At our regular meeting, members followed a presentation by Steve Cox a former Air Traffic Controller. Steve’s story relates to an era many will remember when the hijacking of aircraft was a relatively regular occurrence. This specific event was a Lufthansa Boeing Flight 181 bound from Majorca to Frankfurt in October 1977 and ‘captured’ in mid air shortly after take off by four terrorists. Relating the gripping events as the aircraft was diverted first to Rome then Larnaca and subsequently Bahrein, on each flight the pilot was alone in the flight cabin apart from a single hijacker holding a pistol to his head. Many airports en route had blocked their runways with trucks and obstacles to deny the terrorists and their innocent passengers a landing opportunity.

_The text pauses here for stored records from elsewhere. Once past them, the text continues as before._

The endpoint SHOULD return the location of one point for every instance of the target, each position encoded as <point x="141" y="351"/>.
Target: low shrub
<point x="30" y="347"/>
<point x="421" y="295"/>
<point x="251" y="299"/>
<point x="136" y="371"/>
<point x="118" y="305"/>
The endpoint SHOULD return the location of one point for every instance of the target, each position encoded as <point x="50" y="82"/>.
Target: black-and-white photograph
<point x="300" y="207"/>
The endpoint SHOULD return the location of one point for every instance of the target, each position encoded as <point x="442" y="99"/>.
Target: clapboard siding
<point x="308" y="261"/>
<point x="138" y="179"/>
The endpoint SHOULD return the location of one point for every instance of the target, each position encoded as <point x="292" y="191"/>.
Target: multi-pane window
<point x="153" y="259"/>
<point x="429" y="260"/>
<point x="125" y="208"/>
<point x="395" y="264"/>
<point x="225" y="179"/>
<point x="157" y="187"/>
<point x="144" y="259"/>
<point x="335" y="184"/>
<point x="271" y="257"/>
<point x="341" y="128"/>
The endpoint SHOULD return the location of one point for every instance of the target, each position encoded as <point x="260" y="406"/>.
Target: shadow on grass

The next stage brought the captive plane with almost 100 passengers and crew and very little fuel to Dubai where our narrator Steve was then a recently qualified Air Traffic Controller. There were three tense days and nights in a control tower populated by numbers of military, diplomatic and security personnel in addition to the authorised ATCs. At length and under extreme pressure the Boeing was allowed to leave and whilst refused permission to land at several more North African airfields it finally took the ground at Mogadishu in Somalia. Here the final drama was played out. The heroic pilot Captain Jurgen Schumann who had already sought to provide covert information on the hijackers was given permission to inspect the undercarriage after a heavy landing, he took the opportunity to link up out of sight of his captors with military personnel on the ground giving further intelligence on the two male and two female terrorists. Returning to the plane the leading terrorist Mahmoud suspecting trickery forced the pilot to kneel in front of him before shooting him with a single pistol shot to the head.
This action crossed a line and later that evening the aircraft was boarded by special forces using stun grenades after diversionary fires had been started. Three of the terrorists were killed whilst the passengers and crew all survived, only one suffering a shrapnel wound. It was a stirring reminder of times when flying had hazards which are now largely and happily elements of our history. Steve was thanked as he had been introduced by Rotarian Teresa Whittaker.
Club members then briefly struck another very different and much sweeter tone in welcoming the gift of a very large quantity of M&M s courtesy of Mars industries and via our newest member Jacqui Molyneux. Two of our local ‘linked’ local schools and our regular food bank recipients are about to receive a rather substantial and very chocolatey surprise!